Uitspraak
RECHTBANK DEN HAAG
[eiser] , eiser
Procesverloop
Overwegingen
Beslissing
- verklaart het beroep ongegrond;
- veroordeelt verweerder in de proceskosten van eiser tot een bedrag van € 1.050,-.
Rechtbank Den Haag
In deze zaak heeft de Rechtbank Den Haag op 15 oktober 2020 uitspraak gedaan in een bestuursrechtelijke procedure tussen een eiser met de Albanese nationaliteit en de Staatssecretaris van Justitie en Veiligheid. De eiser had beroep ingesteld tegen een terugkeerbesluit en een inreisverbod dat op 29 september 2020 door de verweerder was opgelegd. De rechtbank heeft vastgesteld dat de eiser niet heeft betwist dat er een risico bestaat dat hij zich aan het toezicht zal onttrekken, zoals door de verweerder in het besluit is aangegeven. De rechtbank heeft echter ook geconstateerd dat de verweerder in het bestreden besluit niet voldoende heeft gemotiveerd waarom de door eiser aangevoerde omstandigheden, waaronder het feit dat zijn ouders in Frankrijk wonen, geen aanleiding gaven om van het inreisverbod af te zien.

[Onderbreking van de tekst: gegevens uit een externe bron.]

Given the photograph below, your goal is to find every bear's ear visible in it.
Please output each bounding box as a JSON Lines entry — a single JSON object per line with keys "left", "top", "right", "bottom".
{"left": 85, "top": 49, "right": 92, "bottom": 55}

De rechtbank heeft het motiveringsgebrek gepasseerd op basis van artikel 6:22 van de Algemene wet bestuursrecht, maar oordeelt dat de verweerder zich terecht op het standpunt heeft gesteld dat de door eiser gestelde omstandigheden niet tot een ander besluit hadden geleid. De rechtbank heeft het beroep van eiser ongegrond verklaard en verweerder veroordeeld in de proceskosten van eiser tot een bedrag van € 1.050,-. De uitspraak is openbaar gemaakt op 15 oktober 2020 en tegen deze uitspraak kan binnen vier weken hoger beroep worden ingesteld bij de Afdeling bestuursrechtspraak van de Raad van State.